Con il rilascio degli ostaggi, si può ufficialmente dare per avviata l'esecuzione dell'accordo tra Hamas ed Israele per la conclusione definitiva degli attacchi.
Se sembra, a corrente alternata, affievolirsi la tensione nella striscia di Gaza, a rimanere elevati sono i toni con cui esperti, politici, professori, ma anche e soprattutto l'opinione pubblica, continuano a scontrarsi sul tema.
Il raggiungimento di un'intesa (seppur preliminare e, come detto, contornata di dubbi e perplessità), avrebbe dovuto unire la maggioranza delle parti coinvolte nel dibattito pubblico, sotto la bandiera del cessate il fuoco e delle file di camion presenti al valico di Rafah pronti ad arrivare in Palestina.
La realtà invece ci mostra imperterrita il suo lato peggiore.
Non credo sia un'eresia affermare che alcuni personaggi auto-elevatesi come sostenitori della causa palestinese avrebbero preferito assistere ad una prosecuzione del contenzioso, pur di continuare ad attaccare il governo di Giorgia Meloni. La postura assunta dalla maggioranza può essere criticata, non condivisa; delle scelte sono state discutibili, altre decisamente sbagliate. Bisogna però essere chiari: l'Italia, ma più in generale l'Europa, in queste trattative sono contate "come il due di coppe quando regna bastoni". Per dirla alla Trump, "non hanno mai avuto le carte", o forse hanno deciso di non pescarle, per poter realmente incidere nelle negoziazioni.
La tragedia dei Gazzawi, purtroppo, ha dato a tanti sciacalli la possibilità di farsi spazio, strumentalizzando la causa per attaccare i gruppi politici, o nei peggiori dei casi per spaccare le vetrine della stazione di Milano. Va sottolineato come quest'ultimo gruppo di persone resti, comunque, una minoranza.
Tuttavia esiste, ed è proprio questa porzione di oratori (nel caso delle vetrine di criminali) a degradare il dibattito. Si cerca di polarizzare una questione che, per sua natura, non può far altro che generare solidarietà e vicinanza.

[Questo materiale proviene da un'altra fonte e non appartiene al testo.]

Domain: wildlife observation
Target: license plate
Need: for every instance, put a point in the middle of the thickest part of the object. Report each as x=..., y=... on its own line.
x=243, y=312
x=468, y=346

Anche il caso del genocidio palestinese, invece, è caduto nel tifo da stadio camuffato nell'interesse o nel racconto dell'attualità. Il tifo, però, è intrinsecamente fazioso. In alcuni sport divide, nel calcio sfocia addirittura in violenza.
Con Gaza si è dovuta scegliere una fazione, una religione, un Paese, da difendere a prescindere, a spada tratta. Per ottenere la pace, però, servono diplomazia e fermezza.

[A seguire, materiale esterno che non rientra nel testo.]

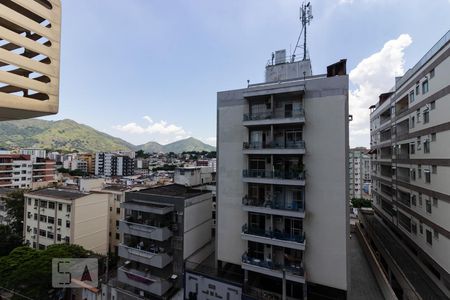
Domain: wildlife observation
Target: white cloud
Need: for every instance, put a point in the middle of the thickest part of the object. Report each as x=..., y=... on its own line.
x=160, y=128
x=373, y=76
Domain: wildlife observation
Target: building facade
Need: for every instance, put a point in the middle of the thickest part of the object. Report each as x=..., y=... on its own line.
x=359, y=173
x=161, y=228
x=410, y=136
x=54, y=216
x=275, y=168
x=31, y=32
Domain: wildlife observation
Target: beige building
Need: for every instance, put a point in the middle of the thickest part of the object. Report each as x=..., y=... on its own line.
x=31, y=30
x=282, y=192
x=55, y=216
x=410, y=140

Donald Trump, con i suoi limiti ed i suoi enormi difetti, ha avvicinato Hamas ed Israele dopo due anni di morte. Resta da osservare con grande attenzione lo sviluppo dell'accordo, della creazione dei due stati, della pace. Si sta assistendo però ad un grande passo in avanti, che andrebbe accolto, legittimato e soprattutto riconosciuto.
Da qualche giorno a Gaza le bombe non cadono più. Sono tornate cinquecento mila persone nelle proprie terre, seppur devastate e trasformatesi in macerie. Dovrebbe essere buonsenso comune sottolineare il miglioramento della situazione.
Eppure ad alcuni questo non basta, non è sufficiente per potersi distaccare un momento da questo grande circo dell'opinionismo.
D'altronde, una loro paladina ha detto al Sindaco di Reggio Emilia che si sarebbe dovuto scusare per aver definito la liberazione degli ostaggi israeliani come parte "fondamentale per il raggiungimento di un accordo".
Si vive in un mondo i cui o si è bianchi o si è neri, dove non esistono equilibrio, spirito critico e onestà intellettuale. Si fa a gara a chi alza di più la voce, senza la volontà di comprendere.
Non c'è poi da stupirsi di chi ci rappresenta. Ogni popolo ha il governo che si merita.